The Hope & Anchor – London
While clubs like the Roxy and Vortex drove Punk rock forward in a club environment in London, it was pubs like the Hope and Anchor as part of the Pub circuit that gave fledgling punk bands a chance to play and hone their skills to new audiences. So many bands have played there; from 999 – Stranglers – X Ray Spex and in later years Madness and the Libertines to name just a few. A live double album in 1977 also captured the pub and the types of bands featured.
Quite simply the Hope & Anchor in London has been a major part as a venue in the evolution of Music throughout the years. And whereas so many pubs and music venues have sadly long gone the pub is still standing as a live venue. It’s a major part of our history and we celebrate it.
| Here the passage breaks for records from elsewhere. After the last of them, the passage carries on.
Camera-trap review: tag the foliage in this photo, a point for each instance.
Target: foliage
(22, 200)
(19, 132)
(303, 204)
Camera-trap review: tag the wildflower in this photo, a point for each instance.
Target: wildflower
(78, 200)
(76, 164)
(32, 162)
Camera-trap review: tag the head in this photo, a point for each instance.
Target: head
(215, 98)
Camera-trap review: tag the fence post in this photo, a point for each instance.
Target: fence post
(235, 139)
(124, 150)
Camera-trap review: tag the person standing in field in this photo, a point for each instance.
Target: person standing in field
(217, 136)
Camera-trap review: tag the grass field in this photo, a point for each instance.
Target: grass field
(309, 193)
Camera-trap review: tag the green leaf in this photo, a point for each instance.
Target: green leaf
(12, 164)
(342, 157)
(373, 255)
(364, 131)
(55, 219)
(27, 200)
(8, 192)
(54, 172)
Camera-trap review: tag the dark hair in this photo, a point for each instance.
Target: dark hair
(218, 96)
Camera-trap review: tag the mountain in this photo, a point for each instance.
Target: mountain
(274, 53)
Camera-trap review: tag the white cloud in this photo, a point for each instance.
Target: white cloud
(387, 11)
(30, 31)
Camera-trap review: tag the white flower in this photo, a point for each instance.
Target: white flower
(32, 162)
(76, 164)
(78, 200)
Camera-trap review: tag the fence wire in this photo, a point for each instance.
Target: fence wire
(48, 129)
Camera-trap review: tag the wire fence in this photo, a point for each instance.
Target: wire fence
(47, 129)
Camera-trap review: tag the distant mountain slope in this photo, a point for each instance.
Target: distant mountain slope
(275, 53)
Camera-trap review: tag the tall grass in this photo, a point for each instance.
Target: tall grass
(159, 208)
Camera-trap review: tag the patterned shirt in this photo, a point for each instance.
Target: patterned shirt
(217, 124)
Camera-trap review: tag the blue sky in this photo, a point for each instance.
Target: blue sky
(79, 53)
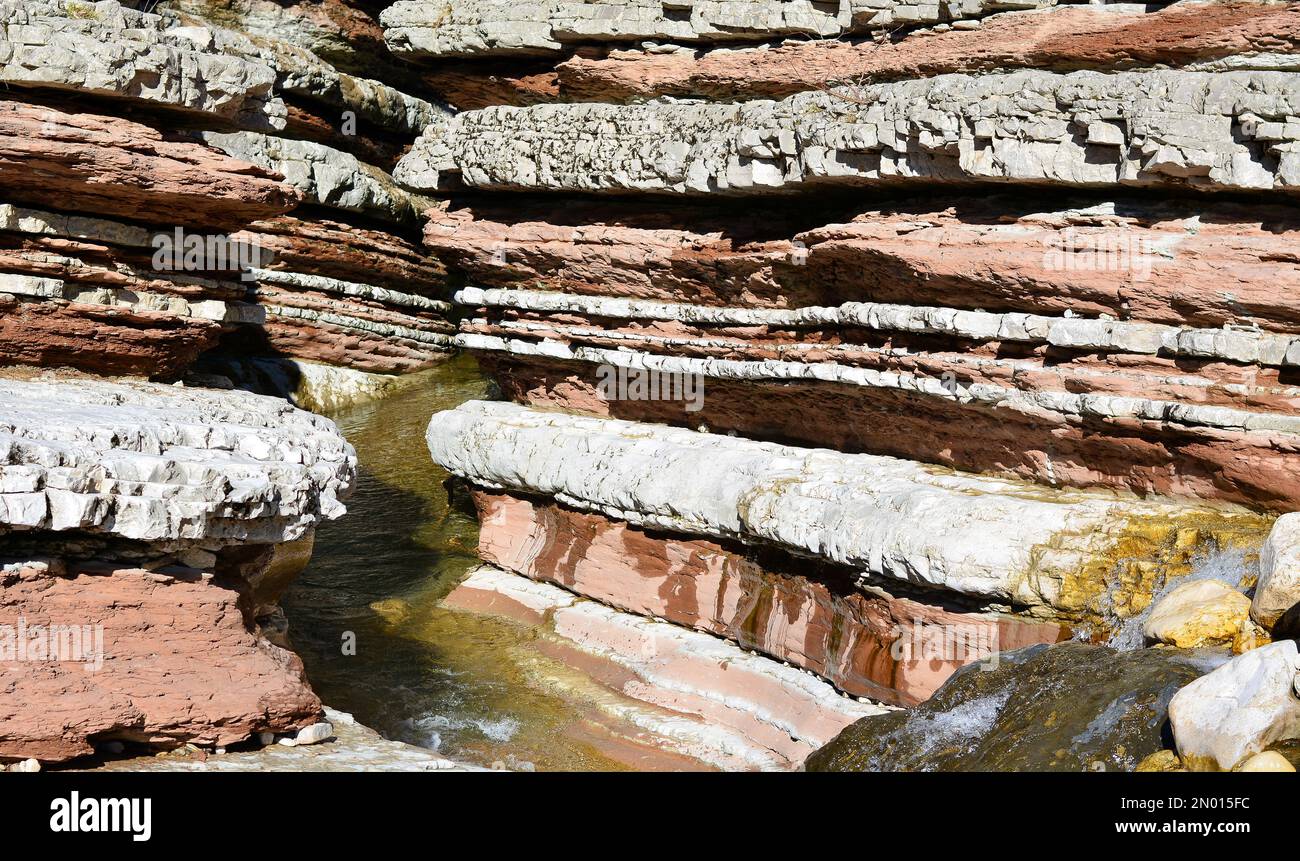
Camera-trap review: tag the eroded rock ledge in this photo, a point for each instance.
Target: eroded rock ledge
(462, 27)
(165, 464)
(999, 541)
(705, 699)
(147, 520)
(1204, 130)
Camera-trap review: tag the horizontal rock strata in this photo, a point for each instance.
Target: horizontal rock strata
(993, 540)
(1065, 38)
(176, 662)
(182, 189)
(430, 29)
(108, 50)
(141, 523)
(115, 167)
(720, 705)
(165, 464)
(754, 403)
(1095, 345)
(874, 645)
(100, 190)
(1135, 129)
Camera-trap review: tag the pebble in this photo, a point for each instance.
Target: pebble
(315, 734)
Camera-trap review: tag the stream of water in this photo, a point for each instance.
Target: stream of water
(464, 684)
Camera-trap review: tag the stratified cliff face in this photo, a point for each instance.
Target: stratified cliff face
(198, 181)
(196, 197)
(950, 319)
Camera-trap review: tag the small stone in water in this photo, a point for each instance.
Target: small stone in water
(1266, 761)
(315, 734)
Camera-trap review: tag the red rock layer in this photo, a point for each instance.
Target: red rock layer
(1144, 457)
(319, 245)
(805, 613)
(112, 167)
(1209, 263)
(100, 338)
(180, 665)
(1064, 39)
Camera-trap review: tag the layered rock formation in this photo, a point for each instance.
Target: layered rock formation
(709, 700)
(138, 526)
(186, 197)
(128, 139)
(846, 349)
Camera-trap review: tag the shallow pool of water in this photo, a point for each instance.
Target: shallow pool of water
(464, 684)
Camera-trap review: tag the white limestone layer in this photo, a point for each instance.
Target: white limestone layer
(167, 464)
(995, 539)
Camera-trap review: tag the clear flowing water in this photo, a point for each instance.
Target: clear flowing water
(467, 686)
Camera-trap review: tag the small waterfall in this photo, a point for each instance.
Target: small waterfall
(1227, 566)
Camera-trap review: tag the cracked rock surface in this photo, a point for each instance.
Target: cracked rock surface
(1233, 130)
(165, 464)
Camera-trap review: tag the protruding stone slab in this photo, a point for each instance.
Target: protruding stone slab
(991, 539)
(165, 464)
(104, 48)
(143, 657)
(1239, 709)
(718, 704)
(325, 176)
(1225, 34)
(113, 167)
(477, 27)
(1221, 132)
(878, 645)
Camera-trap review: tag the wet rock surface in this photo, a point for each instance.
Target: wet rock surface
(1061, 708)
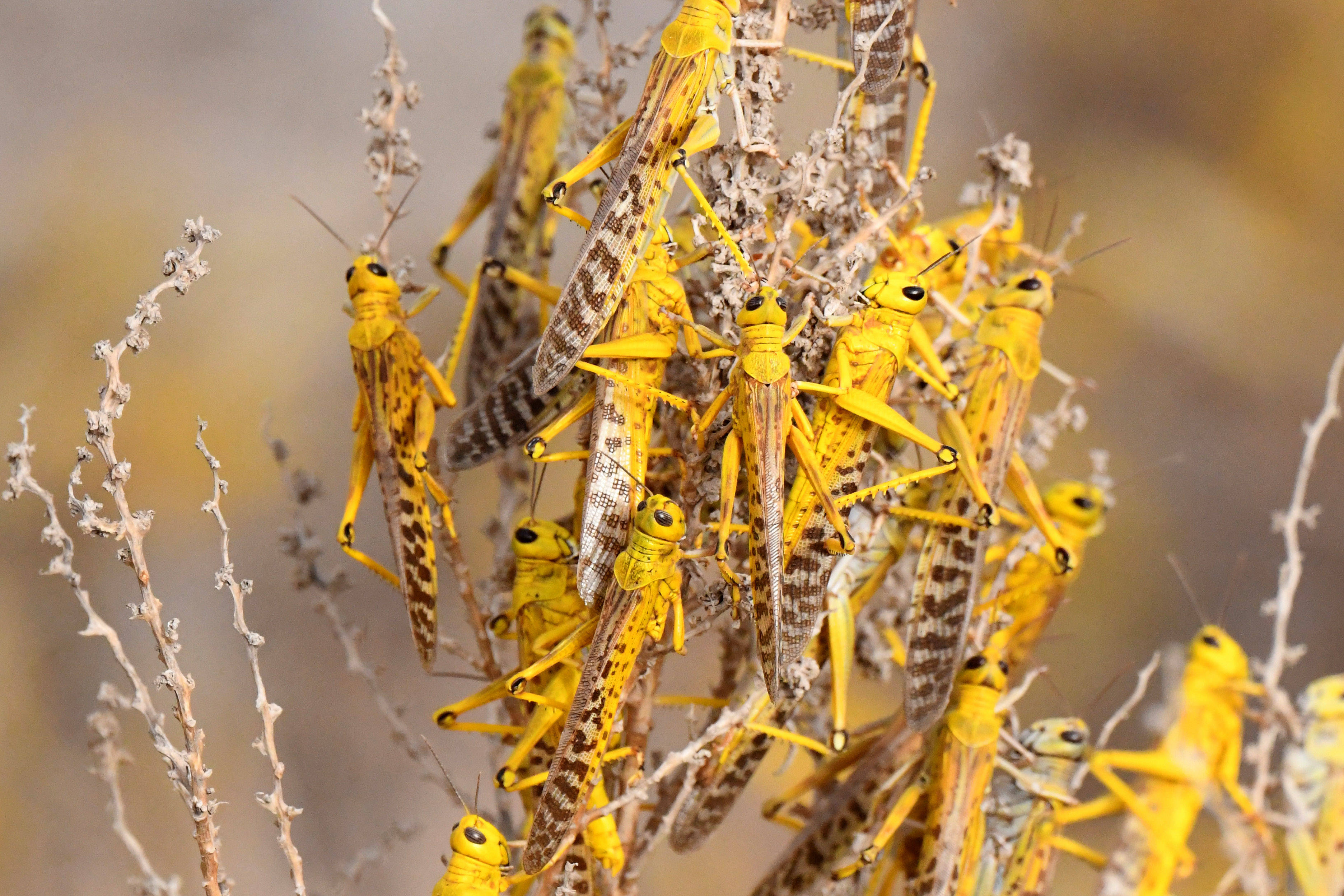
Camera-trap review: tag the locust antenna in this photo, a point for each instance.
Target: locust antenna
(397, 214)
(437, 761)
(628, 473)
(949, 255)
(1232, 581)
(1185, 585)
(328, 228)
(1095, 253)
The Hope & Anchor in North London, a statuesque Victorian boozer, must surely be Britain’s most famous rock music pub. Situated at 207 Islington Upper Street, just a two minute walk from Highbury and Islington tube station on the Victoria line, the pub ranks as one of the first in London to run regular rock gigs. .
Chas De Collis: It was back in the early Seventies that people first started to talk about `Pub Rock’. Of course, even at that time numerous pubs were featuring rock groups, but very few were emerging with any apparent aspirations towards greater success. The Tally Ho in Kentish Town was probably the first pub in London to specifically cater to a rock audience. Bands like Bees Make Honey and Brinsley Schwarz (with Nick Lowe) played regular gigs there, paving the way for Ducks Deluxe, Kilburn and The Highroads (fronted by Ian Dury), Ace and Chilli Willi, among others.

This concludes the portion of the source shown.